5-Hydroxyoxindole has been identified as a urinary metabolite of indole, which is produced from tryptophane via the tryptophanase activity of gut bacteria. We have demonstrated recently that 5-hydroxyoxindole is an endogenous compound in blood and tissues of mammals, including humans. To date, 5-hydroxyoxindole's role is unknown. The aim of this study was to compare 5-hydroxyoxindole levels in plasma and cerebrospinal fluid (CSF) during day-night and seasonal changes, as a common approach to pilot physiological characterization of any compound. Simultaneous blood and CSF sampling was performed in the ewe, because its size allows collection in quantities suitable for 5-hydroxyoxindole assay (HPLC-ED) in awake animals, without obvious physiological or behavioral disturbance. 5-Hydroxyoxindole concentration was quite stable in plasma (2-6 nM range), whereas, in CSF, it displayed marked day-night and photoperiodic variations (4-116 nM range). 5-Hydroxyoxindole levels in CSF were twofold higher at night than during the day and at least one order of magnitude higher during the long compared with the short photoperiod. These day/night and photoperiodic variations persisted after pinealectomy, indicating that 5-hydroxyoxindole rhythms in CSF are independent of melatonin formation. In conclusion, high levels of 5-hydroxyoxindole in the CSF during long photoperiod and its daily modulation suggest physiological involvement of 5-hydroxyoxindole in rhythmic adjustments in the brain, independently of the pineal gland.

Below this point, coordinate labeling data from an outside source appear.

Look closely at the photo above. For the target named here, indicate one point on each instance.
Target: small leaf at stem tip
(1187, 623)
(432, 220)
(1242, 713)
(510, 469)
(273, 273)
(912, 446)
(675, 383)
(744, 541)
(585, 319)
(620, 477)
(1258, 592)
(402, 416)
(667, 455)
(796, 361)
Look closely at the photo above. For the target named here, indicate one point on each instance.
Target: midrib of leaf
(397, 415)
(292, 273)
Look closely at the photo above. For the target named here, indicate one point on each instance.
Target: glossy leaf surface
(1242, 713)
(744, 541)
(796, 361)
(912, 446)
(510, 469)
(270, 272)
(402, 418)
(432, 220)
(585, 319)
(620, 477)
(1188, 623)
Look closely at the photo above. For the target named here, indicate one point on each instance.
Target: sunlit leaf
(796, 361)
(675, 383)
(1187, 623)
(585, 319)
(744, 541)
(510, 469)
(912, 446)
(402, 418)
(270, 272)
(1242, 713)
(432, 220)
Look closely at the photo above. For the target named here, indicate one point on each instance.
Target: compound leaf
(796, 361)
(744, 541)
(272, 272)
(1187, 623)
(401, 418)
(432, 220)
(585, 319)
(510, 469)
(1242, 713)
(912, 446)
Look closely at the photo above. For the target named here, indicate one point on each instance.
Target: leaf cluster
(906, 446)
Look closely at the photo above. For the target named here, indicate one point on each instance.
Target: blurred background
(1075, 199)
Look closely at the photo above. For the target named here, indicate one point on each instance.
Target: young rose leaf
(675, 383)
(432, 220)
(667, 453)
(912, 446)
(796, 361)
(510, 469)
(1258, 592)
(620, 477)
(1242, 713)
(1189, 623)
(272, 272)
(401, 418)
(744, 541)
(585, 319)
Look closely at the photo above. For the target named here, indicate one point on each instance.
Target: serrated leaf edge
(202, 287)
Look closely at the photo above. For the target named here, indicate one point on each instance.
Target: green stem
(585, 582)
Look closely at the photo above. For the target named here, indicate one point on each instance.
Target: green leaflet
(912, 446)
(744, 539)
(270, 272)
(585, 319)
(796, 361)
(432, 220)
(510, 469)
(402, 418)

Concentrations of estradiol in ewe cerebrospinal fluid are modulated by photoperiod through pineal-dependent mechanisms

In the ewe, seasonal anestrus results from an increased responsiveness of the hypothalamus to the negative feedback of estradiol (E2) on the gonadotropic axis under long-day conditions. However, this seasonal effect could also depend upon variable uptake of steroids by the brain. The aim of the present experiment was to compare the concentration of E2 in the blood plasma and in the cerebrospinal fluid (CSF) from the third ventricle in groups of ovariectomized, estradiol treated ewes maintained under short day (SD) or long day (LD) conditions and to study the involvement of the pineal gland in this photoperiodic regulation. Pinealectomized and sham-operated ewes were equipped with an intracerebral cannula to sample the CSF. The plasma E2 concentrations showed no difference between LD and SD in sham-operated and pinealectomized animals. In contrast, in the CSF, E2 concentration was higher in the LD than the SD group, and pinealectomy suppressed this effect of photoperiod. Concomitantly, the stimulatory effect of SD on luteinizing hormone levels observed in sham-operated ewes was abolished by pinealectomy. The results demonstrate that LD increases the E2 concentration in the CSF by a mechanism involving the pineal gland.

Seasonal Regulation of Reproductive Activity in Sheep

Sheep in temperate latitudes are seasonal breeders. In female sheep, ovarian activity decreases during the anestrous period due to modification of secretion of luteinizing hormone (LH). The seasonal changes in the hormonal LH pattern mainly reflect an increase in the brain responsiveness to the negative feedback exerted by estradiol during long days (LD) on the frequency of pulsatile LH secretion, under neurohormonal GnRH control. The resulting seasonal inhibition of LH secretion mainly involves the activation of dopaminergic systems by E2, which in turn inhibits the GnRH cells from the preoptico-hypothalamic structures. The increased responsiveness of the brain during LD could lead to increased expression of central E2 receptors. In addition, our study shows that steroid access to the brain could be modulated by photoperiodism, thus increasing the availability of steroids to the nervous structures during LD.